Protection of cultural heritage against climate change

SoPHIA focuses the Newsletter 9 mainly on protection of cultural heritage from diverse angles, one of the themes considered in the CH impact assessment model developed by the project.

Bracing ourselves and offering protection to cultural heritage sites and monuments against climate change is a task like no other

During last summer many regions in Europe became acutely aware of the single most important threat to human civilization, climate change. 2021 has been a year with record high temperatures, resulting in wildfires that destroyed vast forest land in Southern Europe, and in extreme floods in Central Europe that resulted in several death tolls, most in Germany and Belgium. Floods led to widespread power outages, forced evacuations and damaged infrastructure and agriculture, and bushfires destroyed vast forests killing wildlife in them, and properties.

These unprecedented events couldn’t leave the cultural heritage sector unscathed. Germany's floods filled the Wuppertal opera house with one and a half metres of water, and severely damaged cemeteries and many other sites of major cultural significance in July 2021. A month later the World Heritage site of the Archaeological Site of Olympia in Greece was threatened by encroaching fires that raged in close proximity to the site. These summer events coincided with the latest Intergovernmental Panel on Climate Change (IPCC 2021) report which is alarming and scientific consensus also suggests that these types of events will become commonplace in a future, warmer climate. Therefore, we should brace ourselves, strategize, and take action.

It becomes imperative to focus on strategies that incorporate sustainability, resilience and green management, in order to withstand and survive the ever so frequent occurrence of extreme hazards. Climate resilience, in particular, is the adaptive capacity for a socio-ecological system to: (1) absorb stresses and maintain its functionality in the face of external stresses caused by climate change and (2) adapt, reorganize, and evolve into configurations that improve the sustainability of the system, leaving it better prepared for future climate change impacts. Protection in terms of safeguarding against harmful practices as well as managing the outcomes of existing damage, becomes a complex and expensive task which nevertheless cannot be overlooked. Bold measures of prevention should be taken, and a special budget for battling the disasters when they hit must be allocated.

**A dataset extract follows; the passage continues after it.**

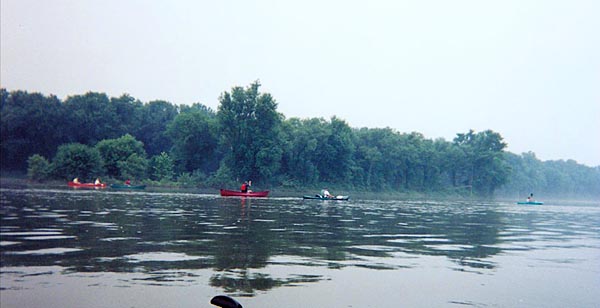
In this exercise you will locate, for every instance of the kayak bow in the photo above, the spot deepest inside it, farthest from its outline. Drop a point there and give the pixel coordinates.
(235, 193)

But in reality, mitigating climate change effects is the same for both people and monuments. When it comes to significant cultural monuments in these adverse circumstances we realize the interdependence between the landscape, communities, and the monument itself. It is a holistic approach that is still missing, and the entire context that a monument belongs to that we should be looking for. Beyond human creations of historic value and their context, monument protection needs to also address environmental protection, the variety of everyday activities that gather around it, safety and the well-being of the community it belongs to. We are being reminded by these events that the fate of humanity and of humanity’s cultural heritage are bound to be one and the same goal. They require putting in place short term and long-term policies and strategies so as to better respond to the new challenges from the viewpoint of sustainability, resilience and green management.